25 March 2002
Phrase of the day: “snark-infested homosexuals,” from Cintra Wilson’s shockingly embittered review of the Oscars. Sample: “Let’s stop treating our citizens of color like they are a separate people from us… our black friends are just as excellent at being overprivileged celebrity fuckwads as anybody else.”

24 March 2002
Woo hoo! I rode a vintage high-wheeler bicycle today. For a while there, I actually felt kind of tall. Thanks to Carey Williams of the Illinois Wheelmen for showing me the ropes. Sorry, no photos of the momentous occasion, since all hands were busy trying to keep me from falling over.

New depths of stupidity: the latest testosterone trend: SUV-sized watches. Not far behind: our fabulous President.

Where to move to: Travel & Leisure magazine rates the locals in Honolulu not only the most attractive, but also the friendliest and most laid back.

20 March 2002
I punched someone’s car today. The guy turned right in front of a crowd of pedestrians (including me) who were starting to cross the street. Had he turned a second or two later, and he would have hit several people. I instinctively hit the car as it drove off, and he stopped, opened the door, and started yelling. Had there not been traffic cops and witnesses around, he might’ve pulled fists or a gun out as well I yelled something back (“don’t run red lights,” even though he hadn’t, but I was distracted as usual – which makes me a rather poor choice for extemporaneous speaking), which caught the attention of the cops.
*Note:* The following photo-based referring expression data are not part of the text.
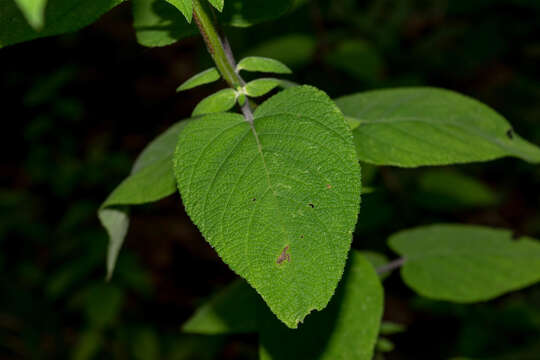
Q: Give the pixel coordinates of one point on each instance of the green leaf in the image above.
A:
(277, 198)
(464, 263)
(185, 7)
(412, 127)
(202, 78)
(347, 329)
(158, 23)
(295, 50)
(33, 11)
(261, 64)
(218, 4)
(151, 179)
(377, 260)
(261, 87)
(221, 101)
(244, 13)
(358, 59)
(61, 16)
(231, 311)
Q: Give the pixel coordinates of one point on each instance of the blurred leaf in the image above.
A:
(158, 23)
(390, 328)
(260, 87)
(88, 345)
(202, 78)
(376, 260)
(412, 127)
(102, 304)
(145, 345)
(346, 329)
(310, 214)
(33, 11)
(231, 311)
(294, 49)
(358, 59)
(452, 190)
(195, 347)
(261, 64)
(185, 7)
(463, 263)
(151, 179)
(61, 16)
(221, 101)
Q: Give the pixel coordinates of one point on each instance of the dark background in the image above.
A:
(77, 109)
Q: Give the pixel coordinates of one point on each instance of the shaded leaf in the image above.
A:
(412, 127)
(231, 311)
(61, 16)
(158, 23)
(463, 263)
(151, 179)
(221, 101)
(261, 64)
(258, 198)
(33, 11)
(202, 78)
(185, 7)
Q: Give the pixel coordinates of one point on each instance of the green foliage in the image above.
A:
(151, 179)
(464, 263)
(261, 87)
(221, 101)
(202, 78)
(269, 217)
(185, 7)
(33, 11)
(412, 127)
(353, 316)
(61, 16)
(261, 64)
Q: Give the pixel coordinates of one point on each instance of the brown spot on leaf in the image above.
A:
(510, 134)
(284, 256)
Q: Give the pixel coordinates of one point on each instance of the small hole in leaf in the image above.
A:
(284, 256)
(510, 134)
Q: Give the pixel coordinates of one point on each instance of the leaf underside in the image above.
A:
(151, 179)
(464, 263)
(278, 199)
(412, 127)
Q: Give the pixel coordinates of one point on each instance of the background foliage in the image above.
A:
(79, 108)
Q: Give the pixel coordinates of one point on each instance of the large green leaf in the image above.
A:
(61, 16)
(347, 329)
(158, 23)
(277, 198)
(412, 127)
(33, 11)
(151, 179)
(463, 263)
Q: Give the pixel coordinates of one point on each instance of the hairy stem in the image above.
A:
(220, 50)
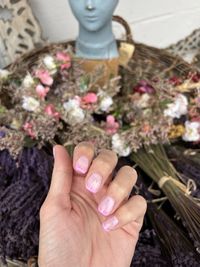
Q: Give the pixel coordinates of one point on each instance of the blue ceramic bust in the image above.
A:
(96, 39)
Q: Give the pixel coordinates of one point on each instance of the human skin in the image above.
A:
(73, 220)
(96, 39)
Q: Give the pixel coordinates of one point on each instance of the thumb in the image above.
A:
(62, 173)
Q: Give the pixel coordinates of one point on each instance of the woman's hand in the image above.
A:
(87, 219)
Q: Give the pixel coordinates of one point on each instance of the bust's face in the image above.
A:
(93, 14)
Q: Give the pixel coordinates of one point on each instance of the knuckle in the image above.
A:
(109, 155)
(130, 172)
(142, 203)
(85, 147)
(102, 164)
(118, 189)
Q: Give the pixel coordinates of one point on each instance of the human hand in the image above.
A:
(87, 222)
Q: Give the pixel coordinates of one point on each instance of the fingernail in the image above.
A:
(106, 206)
(94, 182)
(54, 151)
(82, 165)
(110, 223)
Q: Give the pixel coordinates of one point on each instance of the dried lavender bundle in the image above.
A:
(23, 187)
(188, 164)
(148, 252)
(156, 164)
(175, 244)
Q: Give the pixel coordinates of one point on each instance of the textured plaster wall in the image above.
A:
(155, 22)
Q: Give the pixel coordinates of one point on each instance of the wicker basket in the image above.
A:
(147, 62)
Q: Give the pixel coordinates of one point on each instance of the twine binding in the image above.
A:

But anyhow, I’m beyond sick and tired of drivers bullying other road users with their size and speed.

“Capitol Fax” reports that a group called “Family Taxpayers” sent out a “Jim Ryan is too liberal” campaign piece. That name’s a disgustingly double-speaking attempt to cloak neo-Fascism in softer, “how can anyone be against…” tones.

Wearing a “REPUBLICAN” badge yesterday wasn’t that intimidating, though I did get a few strange looks from voters (particularly acquaintances). Dealing with the circus that is Chicago ward politics, though, was quite entertaining.

16 March 2002 Fed up with “dog nuisance”? Try the Poop Flag on your next walk around town. Self-righteous yet cheeky, strident yet meek. I don’t quite know how to react to this form of civil disobedience.

Oh, it’s Spring Pledge Drive over at BEZ. I’m not holding up very well even after only a few days without NPR. Next time, I’ll be sure to renew during pledge drive instead of by mail, what with the wonderful contests and all.

6 February 2002
Practice saying (well, enunciating) this a few times: “this delicious, cleansing sentence tastes quite like cantaloupe sorbet.” from today’s PowellsBooks.news, quite possibly the only email newsletter that features the serialized tale of a bookstore cat whose most human attribute is a very Portland trait: riding mass transit.

4 February 2002
Wow, it’s cold out there. Been busy for the past few days, so apologies for the lack of updates — not that anything that interesting happened (except some hanging around the neighborhood), but anyhow. (On Saturday, I did participate in some neat street theatre for Lambda Legal and found a poster of my latest political hero, but is that really newsworthy? You tell me.) Amazon.fr is running a sale on CDs (at € 8-9 apiece, that’s $11 shipped to the US!), so I think I’ll try and find something else obscure enough to make me feel creative… for the next few months at least.

The first few WTBAC pages are now up. Enjoy. I’ll spend at least some of the rest of the week on a project for the Critical Mass Art Show, opening on Saturday.

29 January 2002
You know you’re a New Yorker when… what? Responses vary considerably: some apply to the anonymity and drive of any large city. One alludes to mobility (switching apartments); another to stability (having family in the city). Hm. BTW: a snow emergency will likely be declared tomorrow. Comings and goings: the new dorms and dining hall have opened at the U of C, but Bistrot Zinc on Southport (my first sidewalk creperie) has closed and will probably be demolished, since the property’s been sold.